A Star's Life
Every atom of carbon in your body was forged inside a dead star. That's not poetry — it's nuclear physics.
Stars spend their lives forging heavier elements from lighter ones, then scatter them at death—seeding future stars, planets, and sometimes life.
The whole cycle begins in one of the most chaotic places in the galaxy: a nebula.
Birth: From Cloud to Protostar
Nebulae are enormous clouds of gas and dust — mostly hydrogen — drifting through the galaxy. They can stay stable for a very long time, but given the right disturbance — a nearby supernova shockwave, for instance, or a passage through a denser region of a spiral arm — gravity begins pulling sections of the cloud inward.
Once a region starts collapsing, it accelerates. The material heats up as it compresses. The spinning cloud flattens, fragments, and the densest clump at the center grows into a protostar: a hot, dense ball of gas not yet hot enough to sustain nuclear fusion. This protostar phase can last for tens of millions of years.
Main Sequence: The Long Middle
When the core temperature finally reaches around 15 million degrees, hydrogen fusion begins. Hydrogen atoms are squeezed together to form helium, releasing enormous amounts of energy in the process. This outward radiation pressure balances the inward pull of gravity, and the star stabilizes. It has entered the main sequence — the longest and most stable phase of a star's life, during which it shines steadily for millions to billions of years.
Our Sun is about 5,000 million years into a 10,000 million-year main sequence stint. A massive star burns far hotter and faster; it might last only a few hundred thousand years. A smaller, dimmer star uses its fuel so slowly it could outlast the current age of the universe many times over.
The Red Giant Phase
Eventually the hydrogen in the core runs out. Without fusion to push back against gravity, the core starts to collapse. The increasing pressure and temperature in the contracting core actually cause the outer layers to expand enormously — the star swells into a red giant, cooling at the surface and turning reddish as it grows.
In the case of the Sun, this expansion will likely engulf the inner planets. For now that's billions of years away, so there's time. The expanded envelope allows helium to begin fusing into carbon in the core, keeping things going for a while longer.
Two Very Different Endings
What happens next depends almost entirely on mass. A lower-mass star like the Sun will shed its outer layers gradually, creating an expanding glowing shell of gas called a planetary nebula — despite the name, nothing to do with planets; astronomers just thought they looked a bit like planets through early telescopes.
What remains at the center is a white dwarf: a small, incredibly dense, bright core of carbon and oxygen that slowly cools over billions of years until it stops glowing entirely.

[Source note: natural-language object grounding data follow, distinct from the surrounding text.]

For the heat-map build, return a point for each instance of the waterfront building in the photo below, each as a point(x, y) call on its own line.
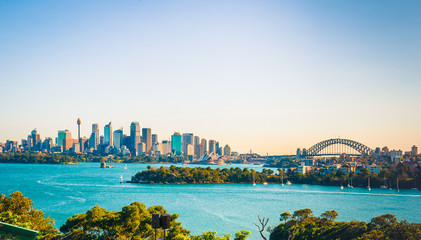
point(187, 139)
point(108, 134)
point(36, 140)
point(211, 147)
point(95, 138)
point(141, 149)
point(134, 137)
point(62, 134)
point(147, 139)
point(118, 138)
point(47, 144)
point(348, 168)
point(67, 144)
point(204, 143)
point(189, 153)
point(227, 150)
point(154, 138)
point(165, 147)
point(176, 144)
point(78, 122)
point(385, 151)
point(84, 144)
point(76, 147)
point(414, 150)
point(373, 168)
point(396, 156)
point(303, 168)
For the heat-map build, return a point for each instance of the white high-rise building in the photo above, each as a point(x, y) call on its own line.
point(108, 134)
point(118, 138)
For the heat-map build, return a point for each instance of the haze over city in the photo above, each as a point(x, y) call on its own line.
point(267, 76)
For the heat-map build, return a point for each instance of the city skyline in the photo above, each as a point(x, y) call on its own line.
point(268, 76)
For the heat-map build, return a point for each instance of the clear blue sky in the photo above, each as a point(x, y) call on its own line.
point(269, 76)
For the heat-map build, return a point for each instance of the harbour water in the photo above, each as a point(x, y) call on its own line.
point(64, 190)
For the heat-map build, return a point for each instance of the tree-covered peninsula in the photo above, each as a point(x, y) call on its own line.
point(187, 175)
point(302, 224)
point(181, 175)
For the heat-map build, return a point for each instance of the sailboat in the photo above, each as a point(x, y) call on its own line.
point(282, 181)
point(368, 185)
point(384, 186)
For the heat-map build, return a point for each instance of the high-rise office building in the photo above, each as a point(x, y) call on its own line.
point(217, 148)
point(108, 134)
point(95, 139)
point(176, 144)
point(227, 150)
point(154, 138)
point(118, 138)
point(165, 147)
point(141, 149)
point(211, 147)
point(414, 150)
point(62, 135)
point(134, 137)
point(36, 140)
point(147, 139)
point(205, 146)
point(187, 139)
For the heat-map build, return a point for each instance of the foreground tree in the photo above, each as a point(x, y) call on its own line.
point(304, 225)
point(131, 222)
point(19, 210)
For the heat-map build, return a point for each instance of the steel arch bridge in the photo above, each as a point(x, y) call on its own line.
point(337, 146)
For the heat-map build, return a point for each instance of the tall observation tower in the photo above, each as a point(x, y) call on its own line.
point(78, 128)
point(78, 134)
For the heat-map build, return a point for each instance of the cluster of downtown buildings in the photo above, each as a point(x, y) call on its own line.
point(140, 142)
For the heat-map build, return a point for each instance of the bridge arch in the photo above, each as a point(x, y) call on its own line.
point(316, 149)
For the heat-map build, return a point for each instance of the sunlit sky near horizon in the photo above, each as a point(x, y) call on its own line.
point(270, 76)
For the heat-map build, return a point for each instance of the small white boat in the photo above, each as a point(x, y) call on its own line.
point(368, 185)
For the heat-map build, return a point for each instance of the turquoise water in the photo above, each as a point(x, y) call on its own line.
point(64, 190)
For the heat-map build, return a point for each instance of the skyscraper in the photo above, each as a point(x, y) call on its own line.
point(147, 139)
point(62, 135)
point(78, 135)
point(227, 150)
point(204, 143)
point(134, 137)
point(187, 139)
point(94, 140)
point(154, 138)
point(212, 147)
point(176, 143)
point(108, 134)
point(118, 138)
point(36, 140)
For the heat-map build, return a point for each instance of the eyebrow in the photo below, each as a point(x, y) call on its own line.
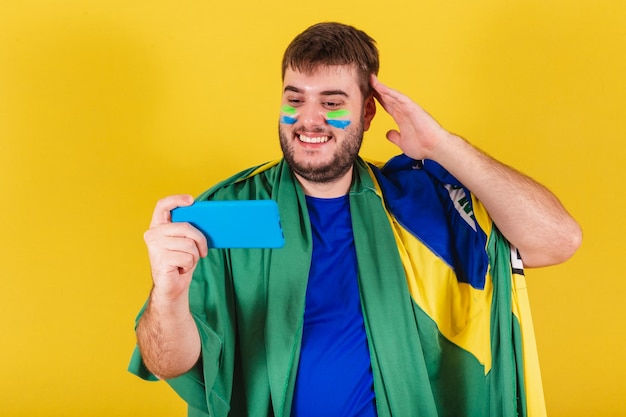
point(323, 93)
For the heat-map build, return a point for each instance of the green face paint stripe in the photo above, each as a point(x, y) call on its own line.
point(288, 109)
point(337, 114)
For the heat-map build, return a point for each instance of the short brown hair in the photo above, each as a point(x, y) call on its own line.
point(330, 43)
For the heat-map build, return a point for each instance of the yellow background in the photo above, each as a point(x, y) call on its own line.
point(106, 106)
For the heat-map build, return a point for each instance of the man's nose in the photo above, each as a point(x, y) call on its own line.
point(312, 116)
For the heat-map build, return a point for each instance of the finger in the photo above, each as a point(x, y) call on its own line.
point(161, 214)
point(158, 236)
point(394, 137)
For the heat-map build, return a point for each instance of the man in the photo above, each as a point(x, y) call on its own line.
point(397, 291)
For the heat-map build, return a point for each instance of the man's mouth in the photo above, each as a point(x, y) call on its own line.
point(317, 139)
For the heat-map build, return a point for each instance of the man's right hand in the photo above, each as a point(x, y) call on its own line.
point(166, 333)
point(174, 250)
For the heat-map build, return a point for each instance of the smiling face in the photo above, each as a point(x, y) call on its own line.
point(323, 117)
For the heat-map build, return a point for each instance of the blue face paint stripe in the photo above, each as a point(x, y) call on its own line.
point(288, 120)
point(341, 124)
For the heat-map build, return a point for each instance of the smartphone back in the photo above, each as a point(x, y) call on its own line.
point(235, 224)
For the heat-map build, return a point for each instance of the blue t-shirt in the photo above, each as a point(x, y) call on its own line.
point(334, 372)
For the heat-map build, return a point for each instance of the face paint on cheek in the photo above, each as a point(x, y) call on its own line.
point(289, 117)
point(333, 116)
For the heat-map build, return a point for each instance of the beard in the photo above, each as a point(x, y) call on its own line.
point(332, 170)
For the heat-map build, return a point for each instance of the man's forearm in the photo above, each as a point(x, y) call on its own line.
point(168, 338)
point(529, 215)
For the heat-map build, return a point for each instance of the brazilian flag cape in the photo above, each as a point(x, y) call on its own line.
point(443, 296)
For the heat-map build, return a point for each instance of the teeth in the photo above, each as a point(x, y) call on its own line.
point(320, 139)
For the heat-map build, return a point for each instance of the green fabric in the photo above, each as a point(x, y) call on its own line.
point(249, 306)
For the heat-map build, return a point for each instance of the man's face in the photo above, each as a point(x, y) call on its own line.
point(323, 117)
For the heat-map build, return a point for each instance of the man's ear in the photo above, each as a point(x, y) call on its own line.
point(369, 111)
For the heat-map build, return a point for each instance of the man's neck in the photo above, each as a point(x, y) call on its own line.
point(333, 189)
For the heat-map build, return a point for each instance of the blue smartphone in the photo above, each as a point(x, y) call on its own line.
point(235, 224)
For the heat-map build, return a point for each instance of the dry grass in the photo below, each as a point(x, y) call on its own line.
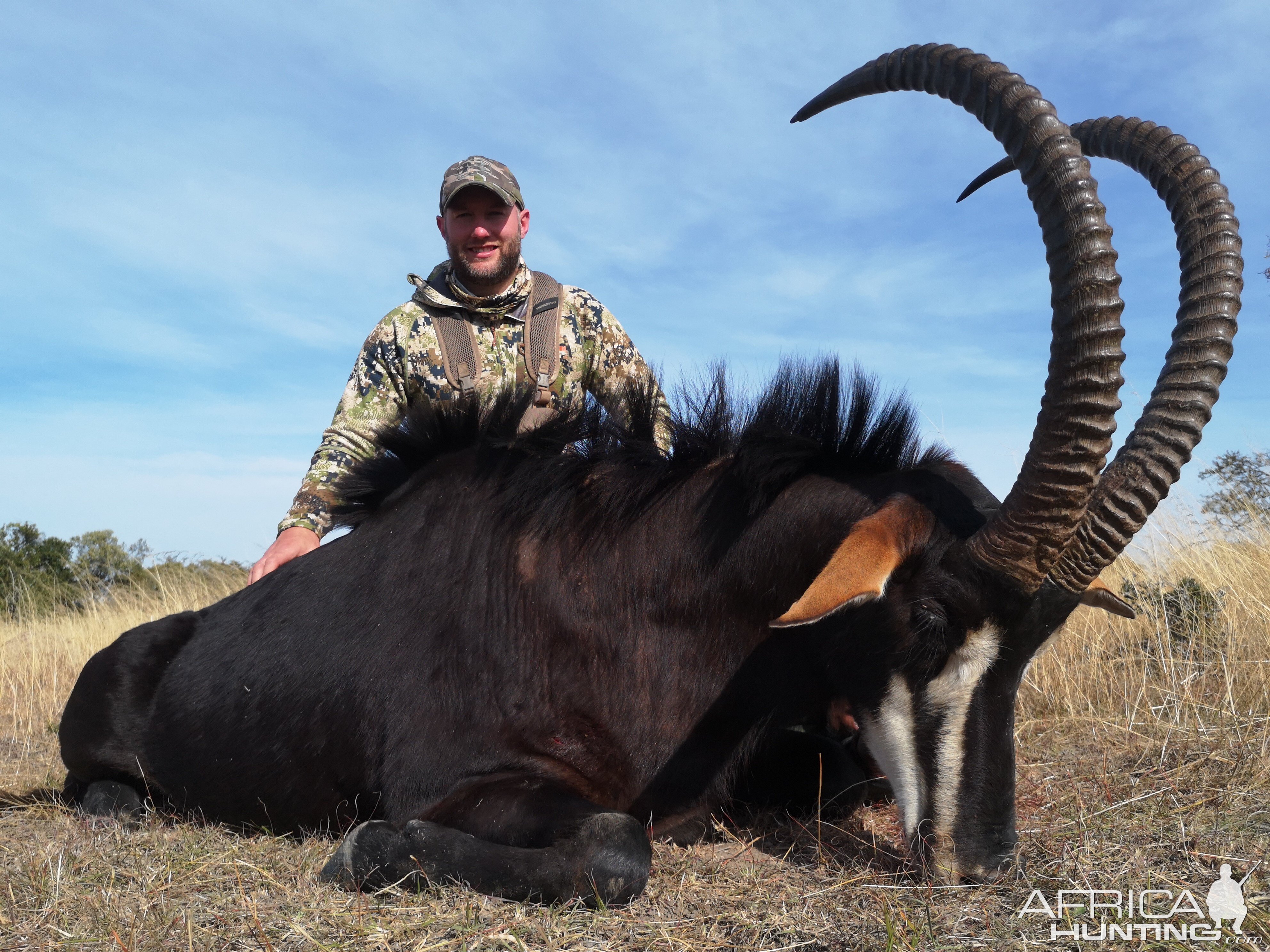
point(1145, 759)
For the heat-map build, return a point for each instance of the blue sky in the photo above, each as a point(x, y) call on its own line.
point(210, 206)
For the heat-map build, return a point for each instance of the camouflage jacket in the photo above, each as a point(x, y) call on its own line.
point(400, 363)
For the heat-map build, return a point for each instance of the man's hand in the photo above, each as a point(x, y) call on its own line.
point(290, 544)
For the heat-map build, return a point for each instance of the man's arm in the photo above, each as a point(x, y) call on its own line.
point(375, 397)
point(616, 362)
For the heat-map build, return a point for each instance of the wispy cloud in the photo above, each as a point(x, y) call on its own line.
point(210, 207)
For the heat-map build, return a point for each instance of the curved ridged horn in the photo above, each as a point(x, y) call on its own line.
point(1182, 403)
point(1077, 414)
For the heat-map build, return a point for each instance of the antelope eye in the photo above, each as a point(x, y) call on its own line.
point(930, 612)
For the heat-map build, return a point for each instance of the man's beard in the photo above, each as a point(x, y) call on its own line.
point(494, 274)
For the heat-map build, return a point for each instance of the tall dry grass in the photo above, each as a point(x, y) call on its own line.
point(1186, 671)
point(41, 655)
point(1144, 761)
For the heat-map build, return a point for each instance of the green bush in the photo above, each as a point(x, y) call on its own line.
point(1191, 612)
point(1244, 494)
point(41, 573)
point(36, 570)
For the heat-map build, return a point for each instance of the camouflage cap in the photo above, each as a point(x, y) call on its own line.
point(487, 173)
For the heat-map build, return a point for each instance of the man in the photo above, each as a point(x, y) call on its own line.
point(483, 220)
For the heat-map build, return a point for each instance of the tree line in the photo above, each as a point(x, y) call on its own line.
point(41, 573)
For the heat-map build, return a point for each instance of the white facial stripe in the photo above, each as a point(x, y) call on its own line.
point(891, 739)
point(949, 695)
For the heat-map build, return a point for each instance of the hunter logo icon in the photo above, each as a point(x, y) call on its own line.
point(1157, 914)
point(1226, 900)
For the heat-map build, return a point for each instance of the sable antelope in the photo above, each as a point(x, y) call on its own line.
point(534, 645)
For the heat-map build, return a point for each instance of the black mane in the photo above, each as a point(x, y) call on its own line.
point(809, 419)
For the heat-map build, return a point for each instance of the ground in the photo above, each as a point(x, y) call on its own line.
point(1144, 763)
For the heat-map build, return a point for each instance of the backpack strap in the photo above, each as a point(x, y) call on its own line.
point(543, 336)
point(542, 348)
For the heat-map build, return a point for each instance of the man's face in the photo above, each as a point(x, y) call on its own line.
point(483, 235)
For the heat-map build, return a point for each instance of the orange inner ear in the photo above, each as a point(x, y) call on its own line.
point(863, 564)
point(1099, 596)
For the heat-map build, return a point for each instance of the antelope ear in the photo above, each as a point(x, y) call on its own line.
point(1099, 596)
point(862, 565)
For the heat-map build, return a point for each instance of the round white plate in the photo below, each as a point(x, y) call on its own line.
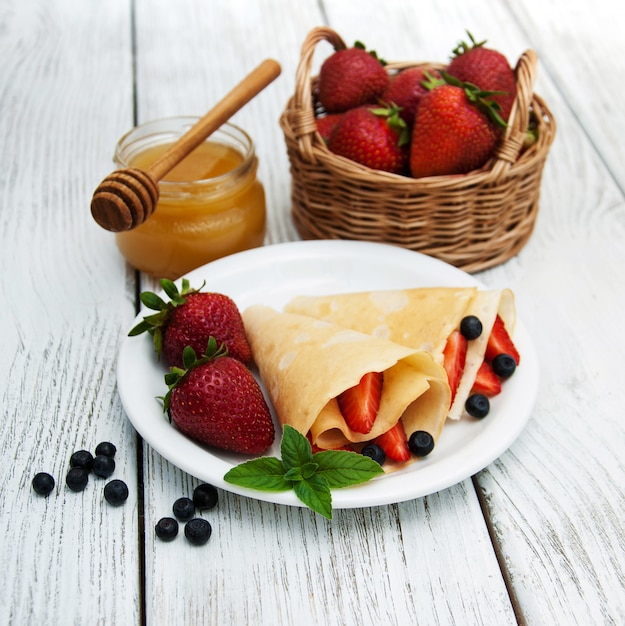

A massive star goes out violently. The core, unable to sustain further fusion past iron, collapses in an instant under gravity — then rebounds in a catastrophic explosion called a supernova. The outer layers are blasted into space, forming a vast new nebula of enriched material that will seed future star formation.
What remains of the core becomes either a neutron star — a hyper-dense ball spinning rapidly and beaming out radiation as a pulsar — or, if the star was massive enough, a black hole with gravity so extreme that not even light escapes.